Microsoft Fabric Updates Blog

Virtualize your Cloudera/Hadoop data estate into Fabric OneLake with Apache Ozone

OneLake Shortcut

Microsoft Fabric OneLake shortcuts facilitate the virtualization of data from various cloud object stores and on-premises environments. For on-premises sources like Cloudera/Apache Ozone, the OneLake S3 Compatible Shortcut can be utilized to connect to these data sources. With OneLake Shortcuts, users can create a virtual reference to their Cloudera cluster data without moving or duplicating the data. To learn more about Fabric OneLake shortcuts, reference this blog OneLake with shortcuts.

Apache Ozone

Apache Ozone is an open-source, scalable object store designed for analytics, offering compatibility with the S3 API. It is available on Cloudera CDP runtimes, enabling the creation of a OneLake S3 Compatible Shortcut to your on-premises Hadoop cluster. For further information, please refer to Cloudera documentation Introduction to Ozone.

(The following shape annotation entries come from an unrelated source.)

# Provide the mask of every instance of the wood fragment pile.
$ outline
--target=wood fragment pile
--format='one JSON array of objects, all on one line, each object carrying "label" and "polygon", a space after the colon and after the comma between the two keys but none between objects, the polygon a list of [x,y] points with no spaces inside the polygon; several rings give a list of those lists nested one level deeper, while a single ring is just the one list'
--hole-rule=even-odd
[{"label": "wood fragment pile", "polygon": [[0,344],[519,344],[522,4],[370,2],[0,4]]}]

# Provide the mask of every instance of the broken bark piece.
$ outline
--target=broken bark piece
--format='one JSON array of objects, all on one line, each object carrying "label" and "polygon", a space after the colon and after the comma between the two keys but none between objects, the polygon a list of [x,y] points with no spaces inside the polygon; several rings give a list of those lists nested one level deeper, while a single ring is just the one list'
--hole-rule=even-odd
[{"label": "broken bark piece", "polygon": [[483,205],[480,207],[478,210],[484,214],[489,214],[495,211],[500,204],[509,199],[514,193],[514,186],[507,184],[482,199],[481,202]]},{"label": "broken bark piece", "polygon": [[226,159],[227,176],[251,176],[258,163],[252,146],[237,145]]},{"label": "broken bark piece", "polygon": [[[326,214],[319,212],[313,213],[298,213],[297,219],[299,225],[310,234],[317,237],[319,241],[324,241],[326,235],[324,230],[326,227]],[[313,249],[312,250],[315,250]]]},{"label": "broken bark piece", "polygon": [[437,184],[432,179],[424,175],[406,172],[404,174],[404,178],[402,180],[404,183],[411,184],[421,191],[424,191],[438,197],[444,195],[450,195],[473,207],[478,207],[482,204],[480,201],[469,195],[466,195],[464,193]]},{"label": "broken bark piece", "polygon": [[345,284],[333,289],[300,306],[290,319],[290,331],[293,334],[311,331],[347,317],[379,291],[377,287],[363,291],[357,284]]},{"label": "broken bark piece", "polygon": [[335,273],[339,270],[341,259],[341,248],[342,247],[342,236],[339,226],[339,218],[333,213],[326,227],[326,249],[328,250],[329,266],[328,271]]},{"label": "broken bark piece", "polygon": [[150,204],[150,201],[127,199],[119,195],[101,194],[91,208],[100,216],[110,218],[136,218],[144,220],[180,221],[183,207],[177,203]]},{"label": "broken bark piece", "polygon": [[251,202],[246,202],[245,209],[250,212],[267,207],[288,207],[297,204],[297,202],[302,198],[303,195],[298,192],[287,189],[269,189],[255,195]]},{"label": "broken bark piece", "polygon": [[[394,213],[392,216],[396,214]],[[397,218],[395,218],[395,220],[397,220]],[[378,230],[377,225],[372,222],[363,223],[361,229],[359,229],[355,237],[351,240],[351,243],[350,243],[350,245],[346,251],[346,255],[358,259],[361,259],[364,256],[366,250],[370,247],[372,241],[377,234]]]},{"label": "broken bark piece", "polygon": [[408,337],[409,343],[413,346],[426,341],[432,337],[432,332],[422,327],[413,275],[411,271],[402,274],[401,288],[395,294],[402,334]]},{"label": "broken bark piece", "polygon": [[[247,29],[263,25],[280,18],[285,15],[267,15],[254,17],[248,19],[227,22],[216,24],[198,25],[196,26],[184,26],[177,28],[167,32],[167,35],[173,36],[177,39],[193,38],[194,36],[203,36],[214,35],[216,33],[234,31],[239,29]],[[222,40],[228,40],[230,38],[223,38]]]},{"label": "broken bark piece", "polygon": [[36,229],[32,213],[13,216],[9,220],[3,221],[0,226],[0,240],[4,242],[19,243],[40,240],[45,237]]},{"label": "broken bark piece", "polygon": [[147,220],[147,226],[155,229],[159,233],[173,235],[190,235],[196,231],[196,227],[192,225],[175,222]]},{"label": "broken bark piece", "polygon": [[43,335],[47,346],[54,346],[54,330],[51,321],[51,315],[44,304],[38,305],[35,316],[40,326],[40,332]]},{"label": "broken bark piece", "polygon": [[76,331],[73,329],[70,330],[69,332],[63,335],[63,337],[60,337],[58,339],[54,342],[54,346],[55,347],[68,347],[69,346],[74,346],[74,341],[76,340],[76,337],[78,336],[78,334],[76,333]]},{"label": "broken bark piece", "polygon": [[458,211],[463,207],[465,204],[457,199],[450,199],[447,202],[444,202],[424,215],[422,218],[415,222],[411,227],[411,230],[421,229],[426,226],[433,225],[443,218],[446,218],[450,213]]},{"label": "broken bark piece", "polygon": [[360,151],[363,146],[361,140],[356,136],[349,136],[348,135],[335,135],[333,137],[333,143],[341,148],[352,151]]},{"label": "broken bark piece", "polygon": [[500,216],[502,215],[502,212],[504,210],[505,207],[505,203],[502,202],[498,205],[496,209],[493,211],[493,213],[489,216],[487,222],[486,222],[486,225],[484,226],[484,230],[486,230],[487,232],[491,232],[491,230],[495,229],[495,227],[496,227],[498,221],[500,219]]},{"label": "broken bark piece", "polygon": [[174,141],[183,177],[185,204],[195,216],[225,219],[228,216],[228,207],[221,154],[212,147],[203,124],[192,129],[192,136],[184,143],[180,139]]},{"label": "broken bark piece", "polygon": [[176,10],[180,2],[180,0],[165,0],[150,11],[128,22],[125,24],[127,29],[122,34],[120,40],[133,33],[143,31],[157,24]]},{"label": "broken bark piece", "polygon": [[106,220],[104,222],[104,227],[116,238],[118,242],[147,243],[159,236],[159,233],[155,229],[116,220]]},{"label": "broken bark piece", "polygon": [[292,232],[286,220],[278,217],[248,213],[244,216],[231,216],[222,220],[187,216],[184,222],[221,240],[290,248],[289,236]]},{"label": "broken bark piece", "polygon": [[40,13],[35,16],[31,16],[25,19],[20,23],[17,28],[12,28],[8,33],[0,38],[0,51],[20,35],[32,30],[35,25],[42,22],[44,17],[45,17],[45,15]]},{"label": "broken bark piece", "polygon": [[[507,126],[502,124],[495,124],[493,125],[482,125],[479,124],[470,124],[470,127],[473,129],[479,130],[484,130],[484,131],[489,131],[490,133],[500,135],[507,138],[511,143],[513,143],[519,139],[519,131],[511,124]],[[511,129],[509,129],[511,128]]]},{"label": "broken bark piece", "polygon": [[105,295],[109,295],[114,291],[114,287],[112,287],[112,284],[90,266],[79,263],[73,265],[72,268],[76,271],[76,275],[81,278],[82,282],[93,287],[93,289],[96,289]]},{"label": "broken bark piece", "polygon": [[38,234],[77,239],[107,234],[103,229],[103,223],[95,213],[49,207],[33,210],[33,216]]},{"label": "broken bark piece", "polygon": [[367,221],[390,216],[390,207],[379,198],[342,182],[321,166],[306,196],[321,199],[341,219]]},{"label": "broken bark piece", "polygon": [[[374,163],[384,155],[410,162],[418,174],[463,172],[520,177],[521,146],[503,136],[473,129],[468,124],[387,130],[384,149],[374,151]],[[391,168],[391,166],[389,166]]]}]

Lakehouse and Open Data Platforms

Both Microsoft Fabric and Cloudera CDP have adopted the Lakehouse architecture and leverage the Apache Iceberg open data format. Furthermore, Microsoft Fabric offers native support for the Delta Lake open format. This discussion will examine methods for integrating these two platforms.

Benefits and Business Case

Cloudera customers now have the capability to extend their on-premises Hadoop data estate to the cloud without requiring data movement. This OneLake shortcut to Apache Ozone facilitates seamless migration to the cloud or allows you to burst your Gold Data Products to the cloud, thereby leveraging OnDemand cloud compute resources.

Get started with Microsoft Fabric and Cloudera/Apache Ozone Clusters

The remainder of the article will show the integration in action.

Apache Ozone/Cloudera Prerequisites

  • Configure Apache Ozone Filesystem on your Cloudera cluster.
  • Configure the Ozone S3 Gateway and expose non-default volumes to the default /s3v/ volume. Also note the Gateway endpoint URL for later.
  • With the Ozone CLI, create AWS access key ID and AWS secret key credentials for Microsoft Fabric Shortcut. Save this information for later.
  • Migrate HDFS data to Ozone. Preferably Iceberg or Delta tables with their respective data and metadata subdirectories and link them to the Ozone S3 default /s3v/ volume.
  • Validate the data is available in the S3 default /s3v/ volume for Fabric Shortcut.

A computer screen with white text

AI-generated content may be incorrect.

aws s3api –endpoint http://localhost:9878 list-objects –bucket icebergdata

In this instance, the command shows the DIM_Geographies table that was copied to the default S3 volume within the icebergdata Ozone bucket. Both the data and metadata directories for this table are accessible, which is essential for our Fabric OneLake Shortcut Table.

Azure Prerequisites

A screenshot of a computer

AI-generated content may be incorrect.

In this example, we navigate to the virtual machine where the gateway was installed and configured. You can see my Fabric-Gateway-Ozone gateway is online and ready to communicate with my Microsoft Fabric environment.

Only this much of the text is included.